Publié le 5 juillet 2016 - Survie

Alors que le verdict du procès d’Hissène Habré a été prononcé le 30 mai 2016, le condamnant à perpétuité pour crimes contre l’humanité, crimes de guerre, actes de torture et viols, l’ONG Human Rights Watch, qui a porté ce procès et mené des enquêtes, a publié deux rapports l’un concernant le soutien de la France, l’autre celui des Etats-Unis [1], au régime d’Hissène Habré.

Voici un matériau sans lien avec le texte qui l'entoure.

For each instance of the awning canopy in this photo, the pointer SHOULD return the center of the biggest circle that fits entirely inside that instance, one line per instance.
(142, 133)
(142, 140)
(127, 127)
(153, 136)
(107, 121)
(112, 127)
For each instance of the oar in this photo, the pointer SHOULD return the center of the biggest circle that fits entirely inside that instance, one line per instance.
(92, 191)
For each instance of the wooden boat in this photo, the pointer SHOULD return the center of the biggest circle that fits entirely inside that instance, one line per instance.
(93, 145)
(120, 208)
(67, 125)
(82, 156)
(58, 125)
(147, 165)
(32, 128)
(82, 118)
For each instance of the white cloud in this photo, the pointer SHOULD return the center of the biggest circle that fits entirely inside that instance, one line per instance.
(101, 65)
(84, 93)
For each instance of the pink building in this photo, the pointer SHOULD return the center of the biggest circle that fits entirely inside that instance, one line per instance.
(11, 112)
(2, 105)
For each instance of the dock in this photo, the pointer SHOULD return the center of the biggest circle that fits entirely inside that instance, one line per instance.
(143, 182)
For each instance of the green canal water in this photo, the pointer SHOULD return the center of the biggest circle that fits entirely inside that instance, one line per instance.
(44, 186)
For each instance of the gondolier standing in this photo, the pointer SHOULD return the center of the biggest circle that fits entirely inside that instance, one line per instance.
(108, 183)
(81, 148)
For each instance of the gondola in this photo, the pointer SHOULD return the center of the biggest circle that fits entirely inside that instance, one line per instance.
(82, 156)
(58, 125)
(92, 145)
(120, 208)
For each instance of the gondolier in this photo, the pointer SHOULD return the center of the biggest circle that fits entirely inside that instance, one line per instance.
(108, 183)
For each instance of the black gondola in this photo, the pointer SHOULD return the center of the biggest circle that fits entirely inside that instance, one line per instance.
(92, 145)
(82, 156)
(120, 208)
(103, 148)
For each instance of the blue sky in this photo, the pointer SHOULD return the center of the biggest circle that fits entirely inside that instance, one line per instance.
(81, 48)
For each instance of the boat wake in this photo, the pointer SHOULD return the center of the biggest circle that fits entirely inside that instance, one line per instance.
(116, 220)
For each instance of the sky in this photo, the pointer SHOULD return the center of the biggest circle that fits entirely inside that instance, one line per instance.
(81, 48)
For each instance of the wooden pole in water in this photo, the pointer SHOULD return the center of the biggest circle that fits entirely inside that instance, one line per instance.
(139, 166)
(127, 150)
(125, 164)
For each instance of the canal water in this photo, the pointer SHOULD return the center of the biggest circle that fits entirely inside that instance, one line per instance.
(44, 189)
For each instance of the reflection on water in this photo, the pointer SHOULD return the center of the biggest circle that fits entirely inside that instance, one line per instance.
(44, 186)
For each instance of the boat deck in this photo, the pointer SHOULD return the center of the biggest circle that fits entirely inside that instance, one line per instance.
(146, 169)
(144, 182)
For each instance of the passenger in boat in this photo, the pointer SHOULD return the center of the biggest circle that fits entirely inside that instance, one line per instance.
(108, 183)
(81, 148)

Le rapport très documenté « Allié de la France, condamné par l’Afrique, Les relations entre la France et le régime tchadien de Hissène Habré (1982-1990)  » rédigé par Henri Thulliez, souligne le soutien diplomatique et militaire dont a bénéficié Habré, soutien qui a contribué au maintien au pouvoir du dictateur et s’est opéré via un volet militaire particulièrement développé : livraison d’armes, formations, interventions militaires, soutien logistique…
Si le volume de l’aide militaire reste flou, les livraisons de matériel militaire ont été constantes et conséquentes. Le rapport en détaille un certain nombre et précise qu’une seule livraison a été réglée par l’État tchadien, en 1990 (p. 66). Sur place, l’armée française participe à l’entretien du matériel. Par ailleurs, des avions français Transall ont servi au transport de prisonniers de Habré, ceux-ci étant plus discrets. Des formations sont dispensées à l’armée tchadienne, à la DDS et une école d’officiers est mise en place dès 1985. Parmi les bénéficiaires de formation, Idriss Déby, puis Guihini Korei, ancien directeur de la DDS qui offrira ensuite ses services au Togo, surnommé alors « le cimetière ambulant », ont été accueillis en France à l’Ecole supérieure de guerre.

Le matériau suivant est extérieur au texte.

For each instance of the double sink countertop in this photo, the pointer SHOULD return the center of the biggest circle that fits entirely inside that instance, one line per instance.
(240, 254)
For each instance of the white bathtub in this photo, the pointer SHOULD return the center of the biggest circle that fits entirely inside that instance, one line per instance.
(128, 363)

Des priorités géostratégiques, notamment des enjeux d’influence face à la Libye et aux Etats-Unis, ont justifié une politique d’appui à un régime coupable de crimes que les autorités françaises ne pouvaient ignorer.

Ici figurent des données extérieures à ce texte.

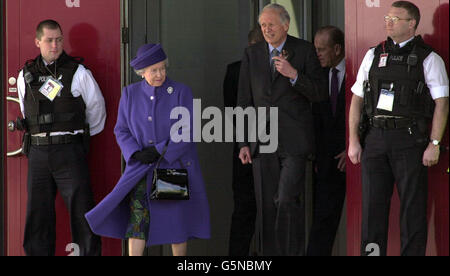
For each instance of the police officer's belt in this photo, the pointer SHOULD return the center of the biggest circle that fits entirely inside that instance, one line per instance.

Pour Survie, ce rapport étaye ce que notre association a sans cesse dénoncé et interpelle sur les responsabilités françaises pendant la période Habré. Mais il interpelle aussi sur le soutien actuel de la France au régime de Déby. Dans le cas du régime de Habré, comme de celui de Déby, le soutien se justifie par des enjeux géostratégiques, et s’opère via la dimension militaire. Aujourd’hui, les enjeux de la guerre contre le terrorisme justifient le soutien et l’alliance militaire renforcés avec un régime qui terrorise sa population.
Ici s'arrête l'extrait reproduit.